Supporting democracy in coffee country

International observer of Colombian elections is the latest role for Wright State alumnus and Foreign Service Officer James Mosher

Two-time Wright State grad James Mosher has worked around the world as part of the U.S. Foreign Service.

The Foreign Service is not so foreign to James Mosher anymore.

The Wright State University alumnus has worked in Ukraine, Russia, Afghanistan, Kenya, the Democratic Republic of the Congo and, most recently, Colombia, where he served as an international observer during elections in the South American country.

Mosher, a political officer at the U.S. Embassy in Bogota, was an international observer during the March 11 congressional elections and again during the June 17 run-off presidential election. He traveled outside the capital for both — once to the Caribbean coast and once to coffee country in central Colombia.

“It’s a long day, especially for the poll workers called to serve in a civic process sort of like jury duty in the United States,” said Mosher. “So every polling station has dozens — or even hundreds — of Colombians responsible for administering and counting votes. Of course, we were observing the process the whole time, too.”

The observation of elections has become an important tool in the promotion of democracy. Mosher points out that the U.S. State Department’s mission advances the interests of the American people, their safety and economic prosperity by leading the United States’ foreign policy through diplomacy, advocacy and assistance.

“I think this perfectly encapsulates the work I see my colleagues doing every day, and I feel extraordinarily lucky to have the opportunity to contribute to that mission,” he said.

Mosher grew up in the Dayton area and attended Centerville High School, where he became interested in global affairs after taking a course focused on historic periods and events that had unfolded during the students’ own lifetimes, notably the end of apartheid in South Africa, post-Tiananmen China and the Gulf War.

After meeting with an academic adviser who helped him choose political science as a major, Mosher was drawn to Wright State, all the more attractive for its proximity to a variety of businesses, nonprofits, government agencies and Wright-Patterson Air Force Base, all of which provided opportunities for internships, jobs and other activities.

“I could tell that the value of my education at Wright State would be excellent,” he said. “The quality of my professors was top-notch, and the learning environment provided the tools and opportunities a student needs to excel. I really felt the focus was on learning and developing, and not just in the classroom.”

At Wright State, Mosher took part in the Model United Nations Program, which introduced the U.S. Foreign Service to him as a career option.

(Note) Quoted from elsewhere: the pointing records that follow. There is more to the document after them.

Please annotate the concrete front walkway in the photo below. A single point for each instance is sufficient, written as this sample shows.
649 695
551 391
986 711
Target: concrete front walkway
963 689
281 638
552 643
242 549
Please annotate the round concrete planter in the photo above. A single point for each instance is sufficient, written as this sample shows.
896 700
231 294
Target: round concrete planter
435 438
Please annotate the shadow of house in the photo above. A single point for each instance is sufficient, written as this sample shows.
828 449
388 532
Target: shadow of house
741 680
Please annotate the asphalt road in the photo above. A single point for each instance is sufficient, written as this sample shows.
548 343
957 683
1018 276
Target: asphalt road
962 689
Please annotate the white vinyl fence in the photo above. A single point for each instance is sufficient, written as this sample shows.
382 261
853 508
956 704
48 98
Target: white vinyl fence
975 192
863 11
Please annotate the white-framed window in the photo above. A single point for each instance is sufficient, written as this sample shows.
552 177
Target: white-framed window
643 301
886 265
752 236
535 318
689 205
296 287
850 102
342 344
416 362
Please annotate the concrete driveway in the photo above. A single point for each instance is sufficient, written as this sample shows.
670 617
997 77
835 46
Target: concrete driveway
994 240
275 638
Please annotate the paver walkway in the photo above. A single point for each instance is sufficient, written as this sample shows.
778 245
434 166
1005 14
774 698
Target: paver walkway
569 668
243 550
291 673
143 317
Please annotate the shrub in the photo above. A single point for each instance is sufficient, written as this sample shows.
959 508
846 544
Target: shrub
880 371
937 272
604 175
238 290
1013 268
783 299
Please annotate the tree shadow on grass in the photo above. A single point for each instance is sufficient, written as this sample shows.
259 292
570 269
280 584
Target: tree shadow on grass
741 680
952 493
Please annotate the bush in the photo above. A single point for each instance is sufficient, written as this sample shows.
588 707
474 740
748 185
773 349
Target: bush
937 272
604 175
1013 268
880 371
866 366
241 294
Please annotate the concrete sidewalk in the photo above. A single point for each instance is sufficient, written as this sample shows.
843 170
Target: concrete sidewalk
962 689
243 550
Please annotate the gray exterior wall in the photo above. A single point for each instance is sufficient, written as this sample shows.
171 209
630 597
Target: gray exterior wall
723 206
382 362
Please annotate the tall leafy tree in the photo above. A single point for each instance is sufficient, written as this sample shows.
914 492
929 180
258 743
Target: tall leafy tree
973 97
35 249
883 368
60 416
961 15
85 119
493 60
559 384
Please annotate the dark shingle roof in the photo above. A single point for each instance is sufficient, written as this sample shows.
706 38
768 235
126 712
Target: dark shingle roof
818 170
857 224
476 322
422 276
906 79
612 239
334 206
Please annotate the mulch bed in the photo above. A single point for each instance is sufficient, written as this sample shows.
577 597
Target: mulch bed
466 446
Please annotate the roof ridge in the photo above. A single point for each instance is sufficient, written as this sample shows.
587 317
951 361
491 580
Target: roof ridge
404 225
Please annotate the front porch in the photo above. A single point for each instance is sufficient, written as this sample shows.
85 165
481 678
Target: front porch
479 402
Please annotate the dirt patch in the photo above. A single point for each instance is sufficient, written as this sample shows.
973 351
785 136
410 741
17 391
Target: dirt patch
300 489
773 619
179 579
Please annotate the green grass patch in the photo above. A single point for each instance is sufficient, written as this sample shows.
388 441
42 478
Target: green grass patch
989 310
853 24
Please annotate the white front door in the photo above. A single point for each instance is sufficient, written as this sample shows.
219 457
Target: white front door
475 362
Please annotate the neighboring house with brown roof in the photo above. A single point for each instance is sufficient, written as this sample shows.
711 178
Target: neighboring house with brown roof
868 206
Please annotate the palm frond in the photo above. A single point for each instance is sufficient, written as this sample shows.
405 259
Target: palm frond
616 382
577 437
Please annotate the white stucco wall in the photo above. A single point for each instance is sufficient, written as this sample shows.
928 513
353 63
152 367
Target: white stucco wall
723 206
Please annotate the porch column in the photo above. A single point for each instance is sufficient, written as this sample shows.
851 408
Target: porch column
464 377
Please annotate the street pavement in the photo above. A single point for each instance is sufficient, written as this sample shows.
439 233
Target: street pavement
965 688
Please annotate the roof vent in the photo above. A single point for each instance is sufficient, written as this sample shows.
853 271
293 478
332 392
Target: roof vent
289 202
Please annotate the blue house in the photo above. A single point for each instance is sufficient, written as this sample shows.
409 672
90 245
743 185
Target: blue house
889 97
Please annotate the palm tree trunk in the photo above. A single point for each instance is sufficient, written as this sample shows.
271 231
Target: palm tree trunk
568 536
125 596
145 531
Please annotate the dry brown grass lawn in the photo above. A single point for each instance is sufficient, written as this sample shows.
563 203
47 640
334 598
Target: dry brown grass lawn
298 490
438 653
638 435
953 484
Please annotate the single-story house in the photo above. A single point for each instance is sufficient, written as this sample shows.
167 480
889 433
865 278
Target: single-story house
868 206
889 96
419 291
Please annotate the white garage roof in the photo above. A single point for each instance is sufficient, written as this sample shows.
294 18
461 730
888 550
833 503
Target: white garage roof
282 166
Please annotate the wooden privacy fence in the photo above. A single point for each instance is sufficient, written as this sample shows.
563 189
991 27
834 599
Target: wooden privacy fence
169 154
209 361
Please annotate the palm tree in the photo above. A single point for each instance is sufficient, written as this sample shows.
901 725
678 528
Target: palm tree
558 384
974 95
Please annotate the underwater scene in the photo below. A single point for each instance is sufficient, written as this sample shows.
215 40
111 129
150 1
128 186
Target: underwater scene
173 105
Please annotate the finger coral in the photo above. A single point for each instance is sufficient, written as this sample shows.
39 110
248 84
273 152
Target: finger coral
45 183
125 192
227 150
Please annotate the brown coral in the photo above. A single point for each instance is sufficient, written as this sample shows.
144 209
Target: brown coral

He also participated in several student organizations and internships that provided opportunities to develop leadership, public speaking and other soft skills that are crucial in his career.

Mosher earned a bachelor’s degree in political science in 2005. Although he had finished the coursework for his master’s degree in 2007, he decided to seek more experience abroad before graduating. So, Mosher joined the Peace Corps and spent two years as a community development volunteer and educator in western Ukraine.

Upon returning to Wright State in 2009, Mosher completed a final project about democratization in Ukraine and graduated in 2010.

Mosher then joined United States Agency for International Development (USAID), the federal agency responsible for administering civilian foreign aid and development and humanitarian assistance. He spent a year on a small military base in eastern Afghanistan, working closely with the U.S. military, the State Department and Afghan colleagues to monitor development projects.

After returning to Washington, D.C., Mosher worked in the Office of U.S. Foreign Disaster Assistance, the USAID office that provides humanitarian assistance to victims of conflict and natural disasters. He focused on East and Central Africa, making several trips to the region to monitor programs.

In 2014, Mosher joined the State Department as a Foreign Service officer, serving his first two-year tour as a vice consul in Moscow.

“In Moscow, I enjoyed the opportunity to return to a part of the world I know well and serve in an iconic city that I had only visited as a tourist while serving in the Peace Corps in neighboring Ukraine,” he said. “The relationship between the United States and Russia is an important and fascinating one, and I highly valued the opportunity to contribute to the U.S. Mission there.”

Mosher says working for the State Department has given him the opportunity to work on a wide variety of topics in many different environments while advancing U.S. interests abroad.

“The most exciting thing about a career in the Foreign Service in general is the constant change,” he said. “The job, scenery, language and living conditions are constantly changing. Every post is different and exciting in its own way.”